Anastasiya Bolton, is a seven-time Emmy award-winning broadcast journalist, storyteller, and a media expert. She’s spent 22-years telling complex, emotional, impactful stories, working with victims and survivors, local, state, and federal first responders, for-profit corporations, and non-profit agencies all over the U.S. and internationally.
She’s covered mass casualty events, school shootings, line of duty deaths, natural and man-made disasters.
Anastasiya’s told stories from the Olympics in Sochi, Russia, covered hurricanes, including Katrina. Traveled to Aruba looking for Natalee Holloway and reported on the kidnapping of 10-year-old Colorado girl, Jessica Ridgeway. She’s told stories of heroes
and survivors of massive wildfires, including the Marshall Fire in CO. She’s shared the voices of communities impacted by mass shootings, including the Aurora, CO movie theater, the Sutherland Springs, TX church tragedy and the Santa Fe, TX school
shooting. Anastasiya produced investigative stories, reporting on the state of school safety in Colorado post Columbine, and most recently provided a comprehensive account of the crisis at the Texas-Mexico border.

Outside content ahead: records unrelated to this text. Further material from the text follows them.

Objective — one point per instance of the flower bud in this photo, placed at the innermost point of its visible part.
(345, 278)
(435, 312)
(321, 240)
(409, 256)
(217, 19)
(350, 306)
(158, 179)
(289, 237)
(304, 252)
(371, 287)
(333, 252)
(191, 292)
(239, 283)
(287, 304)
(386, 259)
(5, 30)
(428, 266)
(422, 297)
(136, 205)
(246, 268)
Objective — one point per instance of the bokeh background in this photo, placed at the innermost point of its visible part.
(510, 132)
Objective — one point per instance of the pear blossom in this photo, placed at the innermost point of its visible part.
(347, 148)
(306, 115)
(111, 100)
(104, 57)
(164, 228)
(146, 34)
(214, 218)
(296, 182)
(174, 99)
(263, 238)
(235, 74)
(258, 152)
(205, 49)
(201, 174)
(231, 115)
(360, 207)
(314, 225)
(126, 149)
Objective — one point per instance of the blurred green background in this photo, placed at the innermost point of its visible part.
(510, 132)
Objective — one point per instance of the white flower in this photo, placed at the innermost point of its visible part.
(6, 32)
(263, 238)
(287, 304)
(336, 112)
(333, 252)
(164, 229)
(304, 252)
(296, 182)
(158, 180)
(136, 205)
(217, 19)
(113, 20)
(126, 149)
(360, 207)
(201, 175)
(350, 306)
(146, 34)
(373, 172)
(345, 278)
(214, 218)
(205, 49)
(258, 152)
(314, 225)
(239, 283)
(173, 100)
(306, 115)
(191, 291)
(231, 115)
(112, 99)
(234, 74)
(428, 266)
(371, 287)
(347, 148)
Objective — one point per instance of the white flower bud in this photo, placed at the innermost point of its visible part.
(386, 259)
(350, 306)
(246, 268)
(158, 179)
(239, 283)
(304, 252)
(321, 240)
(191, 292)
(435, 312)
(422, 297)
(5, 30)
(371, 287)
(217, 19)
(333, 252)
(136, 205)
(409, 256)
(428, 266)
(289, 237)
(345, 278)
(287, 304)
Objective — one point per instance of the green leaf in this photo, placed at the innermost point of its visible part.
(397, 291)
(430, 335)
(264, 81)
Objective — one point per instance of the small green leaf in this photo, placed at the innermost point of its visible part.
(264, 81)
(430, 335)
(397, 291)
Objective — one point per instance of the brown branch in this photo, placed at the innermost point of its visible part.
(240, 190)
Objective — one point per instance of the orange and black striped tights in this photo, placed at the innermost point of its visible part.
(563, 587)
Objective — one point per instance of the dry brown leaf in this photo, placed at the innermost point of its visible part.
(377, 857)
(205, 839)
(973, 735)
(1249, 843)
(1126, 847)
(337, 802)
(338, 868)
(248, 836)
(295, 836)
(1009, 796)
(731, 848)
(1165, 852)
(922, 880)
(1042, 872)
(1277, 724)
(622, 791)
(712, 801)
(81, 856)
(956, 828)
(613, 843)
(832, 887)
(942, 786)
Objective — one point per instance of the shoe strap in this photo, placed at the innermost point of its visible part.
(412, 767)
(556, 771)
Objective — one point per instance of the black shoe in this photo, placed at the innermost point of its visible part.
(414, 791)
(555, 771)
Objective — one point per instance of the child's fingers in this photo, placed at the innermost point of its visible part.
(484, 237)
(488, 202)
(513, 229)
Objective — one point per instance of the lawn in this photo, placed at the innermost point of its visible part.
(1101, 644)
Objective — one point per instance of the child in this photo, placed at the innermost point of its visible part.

Anastasiya spent more than a decade working for the highly respected, dominant KUSA-TV, the NBC affiliate in Denver. When she moved to Houston in 2018, she produced a national digital-first show for Facebook Watch and then worked on a Texas- wide investigative team that produced television and digital stories for multiple Texas- based stations. Her work aired in Dallas, Houston, San Antonio, Austin, Beaumont, Tyler and other cities.
Anastasiya’s work has been recognized by 22 national, regional, and local awards. In 2018 The Rocky Mountain Victim Law Center recognized Anastasiya with the Victims’ Rights Champion award for her work on a story that helped change Colorado law,
guaranteeing victims access to information on their incarcerated offenders.